Auguste BARBIER, auteur cité dans le Littré

BARBIER (1805-1882)

Dans le texte d'origine du Littré, les auteurs pouvaient être nommés par de nombreuses variantes. Dans cette version en ligne, la forme BARBIER a été choisie.

poète anti-bonapartiste

53 citations dans le Littré

Œuvres citées dans le dictionnaire Littré

Cette liste des œuvres a été compilée manuellement pour ce site web. Elle n'est pas exhaustive, et privilégie autant que possible les références aux éditions originales. Elle peut toutefois comprendre des publications contemporaines d'É. Littré, lorsque ce dernier était explicite sur ses sources ou qu'il cite des compilations. Le dictionnaire imprimé contenait d'ailleurs une liste très partielle des œuvres et auteurs.

Titre de l'œuvre Date de parution Citations
Ïambes et poésies 1831 38 citations
La Curée 1830 5 citations

Quelques citations de Auguste BARBIER

Voici un tirage aléatoire parmi ses 53 citations dans le Littré.

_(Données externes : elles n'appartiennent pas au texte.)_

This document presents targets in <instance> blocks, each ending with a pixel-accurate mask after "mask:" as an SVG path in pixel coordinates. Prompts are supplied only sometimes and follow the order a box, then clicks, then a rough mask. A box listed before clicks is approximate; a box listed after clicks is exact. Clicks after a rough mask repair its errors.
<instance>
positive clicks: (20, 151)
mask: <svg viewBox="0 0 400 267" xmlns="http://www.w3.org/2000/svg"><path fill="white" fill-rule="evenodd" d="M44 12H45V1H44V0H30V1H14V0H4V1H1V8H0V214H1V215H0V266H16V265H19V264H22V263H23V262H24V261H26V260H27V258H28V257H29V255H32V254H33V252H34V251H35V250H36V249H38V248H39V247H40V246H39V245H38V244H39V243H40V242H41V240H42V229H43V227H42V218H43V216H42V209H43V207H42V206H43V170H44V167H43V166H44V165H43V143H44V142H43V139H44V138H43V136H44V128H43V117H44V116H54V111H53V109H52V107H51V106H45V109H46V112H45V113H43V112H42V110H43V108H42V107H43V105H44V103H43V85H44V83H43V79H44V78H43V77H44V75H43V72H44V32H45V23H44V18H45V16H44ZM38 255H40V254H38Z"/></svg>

  1. Tandis que tout Paris se jonchait de merveilles [dans les journées de juillet], Ces messieurs tremblaient dans leur peau, Pâles, suant la peur et la main aux oreilles, Accroupis derrière un rideau.
    ïambes, Curée. (suer)
  2. Cet usurpateur effronté [Napoléon 1er] Qui serra sans pitié sous les coussins du trône La gorge de la Liberté.
    l'Idole. (liberté)
  3. Toutes [les victimes], comme un maigre troupeau, Dont le tondeur a pris la toison blanchissante, Portaient du rouge sur la peau.
    ïambes, les Victimes. (tondeur, euse)
  4. Sans craindre le scandale et les cris indiscrets Des gratteurs de papier, des faiseurs de caquets.
    Rev. des Deux-Mondes, mai 1865, p. 499 (gratteur)
  5. Oh ! lorsqu'un lourd soleil chauffait les grandes dalles Des ponts et de nos quais déserts.
    la Curée. (quai)
  6. Dans ce jour de tempête [juillet 1830] où le vent populaire Déracina la royauté.
    ïambes, la Curée. (populaire)
  7. À ce métier [d'imitateur des anciens] d'ailleurs, si j'ai bonne mémoire, On peut encor parfois grappiller quelque gloire.
    Rev. des Deux-Mondes, mai 1865, p. 498 (grappiller)
  8. Dante, vieux Gibelin, quand je vois en passant Le plâtre blanc et mat de ce masque puissant Que l'art nous a laissé de ta divine tête.
    Iambes, Dante. (gibelin)
  9. J'ai vu pendant trois jours, j'ai vu, plein de colère, Bondir et rebondir le lion populaire.
    Iambes, Le lion. (lion, onne)
  10. Il est beau ce colosse [le peuple] à la mâle carrure, Ce vigoureux porte-haillons, Ce sublime manœuvre à la veste de bure, Teinte du sang des bataillons.
    ïambes, Popularité. (porte-haillons)
  11. Ô Corse à cheveux plats, que ta France était belle Au grand soleil de messidor !
    Iambes, l'Idole. (messidor)
  12. Fi du porto, du sherry, du madère !
    Iambes et poëmes, le Gin. (sherry)
  13. Voilà, voilà pourtant l'air fétide, empesté [l'immoralité de certaines pièces de théâtre], L'air malsain que Paris, comme une odeur divine, Vient humer chaque soir de toute sa poitrine !
    Iambes, Melpomène, 2 (humer)
  14. Cet homme était retiré à Auteuil ; le malade a emprunté une maison guinguette que Samuel Bernard a dans ce village.
    Journ. hist. du règne de Louis XV, p. 350 (guinguette [1])
  15. Car nous sommes des nains à côté de nos pères.
    Iambes, Quatre-vingt-treize. (nain, aine)
  16. Ô Corse à cheveux plats, que ta France était belle Au grand soleil de messidor !
    Iambes. l'Idole (plat, ate [1])
  17. Que faisaient-ils [dans les journées de juillet 1830], tandis qu'à travers la mitraille Et sous le sabre détesté La grande populace et la sainte canaille Se ruait à l'immortalité ?
    ïambes, Curée (populace)
  18. Ah ! que ce rude et dur guerrier [Napoléon Ier] Nous a coûté de sang et de pleurs et d'outrage Pour quelques rameaux de laurier !
    l'Idole. (rameau)
  19. Tandis que tout Paris [dans les journées de juillet] se jonchait de merveilles, Ces messieurs tremblaient dans leur peau.
    Iambes, Curée. (monsieur)
  20. Non, le gain les excite et l'argent les enfièvre.